В 1705 году появился указ о посадских, которые привлекались за кричанье «слова». Таких людей надлежало вести в Ратушу, где их допрашивали, «нет ли чего за ними причинного о его государеве здравии». Если ответ был положительный, то крикун немедленно, по силе закона 1702 года, переправлялся в Преображенский приказ, к Ромодановскому. Если же кто, «не ведая разности „слова“ с „делом“, скажет „дело“, а явится „слово“, то тем и другим, которые станут сказывать за собою его „государевы дела“, указ чинить в Ратуше им, инспекторам с товарищи». Из контекста указа, как справедливо заметил Н. Н. Покровский, следовало, что власть пытается отделить политические дела от дел по прочим преступлениям, подведомственным не Преображенскому приказу, а Ратуше.

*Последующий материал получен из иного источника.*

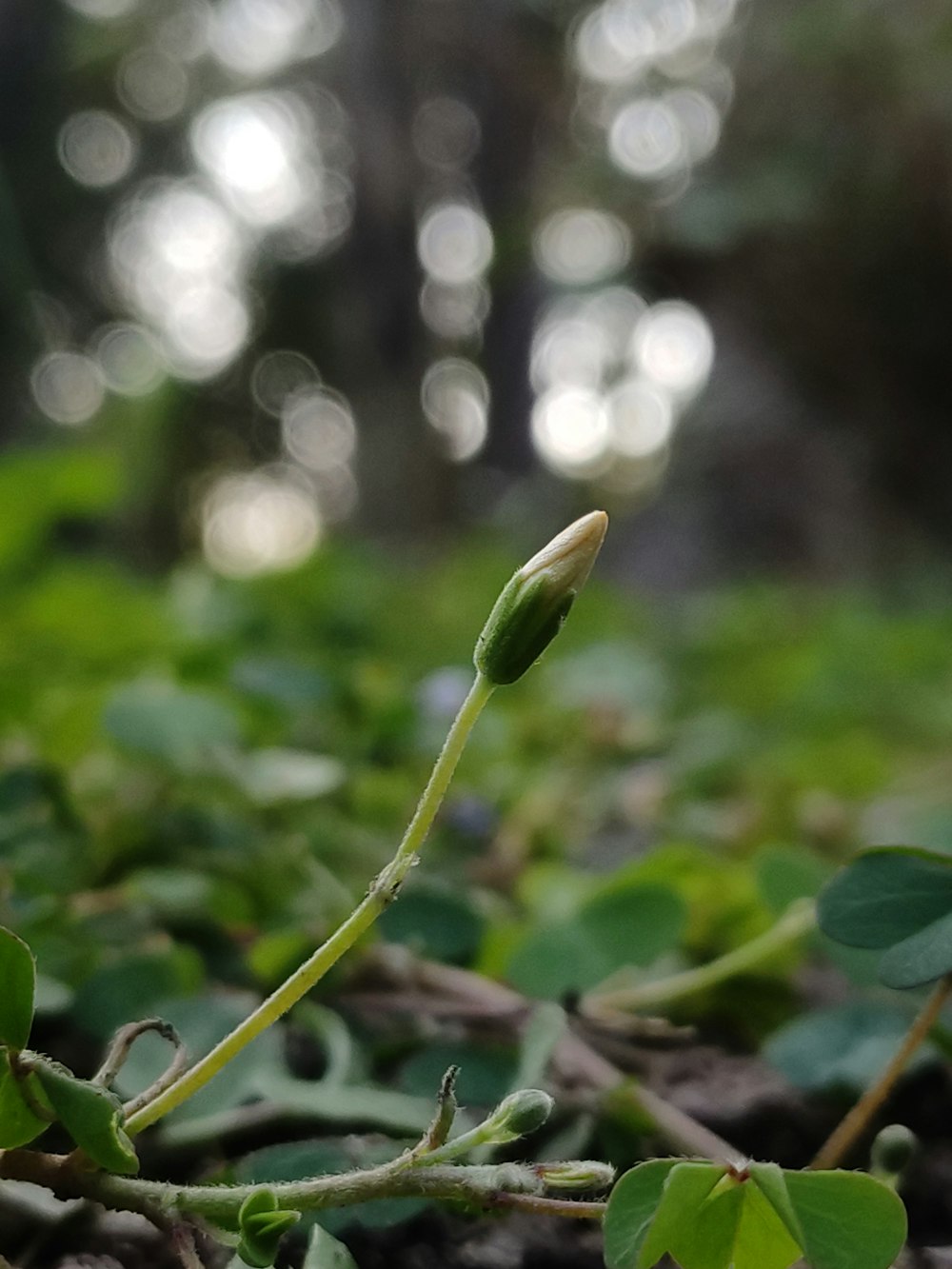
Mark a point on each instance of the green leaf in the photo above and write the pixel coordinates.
(621, 925)
(324, 1252)
(845, 1046)
(631, 1210)
(707, 1218)
(327, 1155)
(848, 1219)
(18, 1122)
(897, 899)
(18, 975)
(164, 721)
(90, 1115)
(734, 1225)
(674, 1227)
(436, 921)
(262, 1225)
(273, 776)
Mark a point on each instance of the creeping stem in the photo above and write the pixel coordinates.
(379, 896)
(847, 1132)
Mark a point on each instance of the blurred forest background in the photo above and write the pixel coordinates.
(311, 266)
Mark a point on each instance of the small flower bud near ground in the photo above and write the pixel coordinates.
(517, 1116)
(578, 1174)
(536, 601)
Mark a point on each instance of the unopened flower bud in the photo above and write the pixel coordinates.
(536, 601)
(577, 1174)
(518, 1115)
(893, 1150)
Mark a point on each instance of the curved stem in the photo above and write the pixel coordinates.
(794, 924)
(383, 892)
(483, 1184)
(859, 1119)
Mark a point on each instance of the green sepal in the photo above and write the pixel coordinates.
(18, 975)
(90, 1115)
(524, 622)
(262, 1225)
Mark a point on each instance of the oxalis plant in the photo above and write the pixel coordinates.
(711, 1212)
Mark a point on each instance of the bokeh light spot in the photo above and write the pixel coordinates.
(318, 427)
(571, 430)
(455, 312)
(455, 397)
(68, 386)
(673, 346)
(280, 374)
(578, 247)
(455, 243)
(129, 359)
(95, 149)
(251, 149)
(642, 418)
(645, 138)
(151, 85)
(259, 522)
(259, 37)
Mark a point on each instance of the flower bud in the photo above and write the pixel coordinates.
(893, 1150)
(536, 601)
(516, 1116)
(577, 1174)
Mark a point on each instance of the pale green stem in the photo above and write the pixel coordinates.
(480, 1184)
(379, 896)
(794, 924)
(857, 1120)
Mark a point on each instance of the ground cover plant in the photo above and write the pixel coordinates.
(175, 842)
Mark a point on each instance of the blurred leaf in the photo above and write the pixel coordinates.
(202, 1021)
(285, 682)
(787, 873)
(898, 899)
(38, 487)
(164, 721)
(619, 926)
(434, 921)
(132, 987)
(845, 1046)
(324, 1252)
(19, 1124)
(18, 975)
(274, 776)
(706, 1218)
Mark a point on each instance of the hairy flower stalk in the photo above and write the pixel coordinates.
(526, 618)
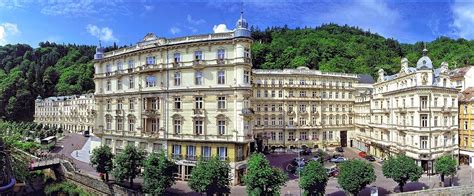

При этом «слово» относилось к политическому преступлению, а «дело» – к должностному или иному неполитическому преступлению327. В указе же 1713 года словосочетание «государево слово и дело» и «государево слово или дело» используются без различий328. Такая нечеткость, неопределенность понятий обычна для законодательства тех времен.
Думаю, в конечном счете речь идет о двойном смысле понятия «государево слово и дело». Во-первых, им обозначали важное исключительно для государя дело, и, во-вторых, «государево слово и дело» есть публичное заявление изветчика не собственно о государственном преступлении (информация о нем являлась тайной), а о своей осведомленности о преступлении и желании сообщить об этом государю. Аббат Шапп д’Отрош наилучшим образом объяснял по-французски второй смысл знаменитого выражения «слово и дело» – «Я обвиняю вас в оскорблении величества словом и делом!»329.
Когда впервые появилось это выражение, точно сказать невозможно. Во всяком случае, это произошло не позже начала XVII века. Уже тогда процессы, начатые по заявлению «слова и дела», являются обычными330. В 1713 году была предпринята серьезная попытка уточнить содержание доносов, объявленных через публичное кричание «слова и дела». В указе сказано: «Ежели кто напишет или словесно скажет за собой „государево слово или дело“ и те бы люди писали и сказывали в таких делах, которые касаютца о их государском здоровье и высокомонаршеской чести, или ведают какой бунт, или измену. А о протчих делах, которые к вышеписанным не касаются, доносить кому надлежит, а в тех своих доношениях писать им, ежели на кого какие дела ведают, сущую правду. А письменно и словом в таких делах „слова или дела“ за собою не сказывать. А буде с сего его, Великого государя, указу станут писать или сказывать за собою „государево слово или дело, кроме помянутых причин, и им за то тем быть в великом наказании и разорении и сосланы будут на каторгу»331.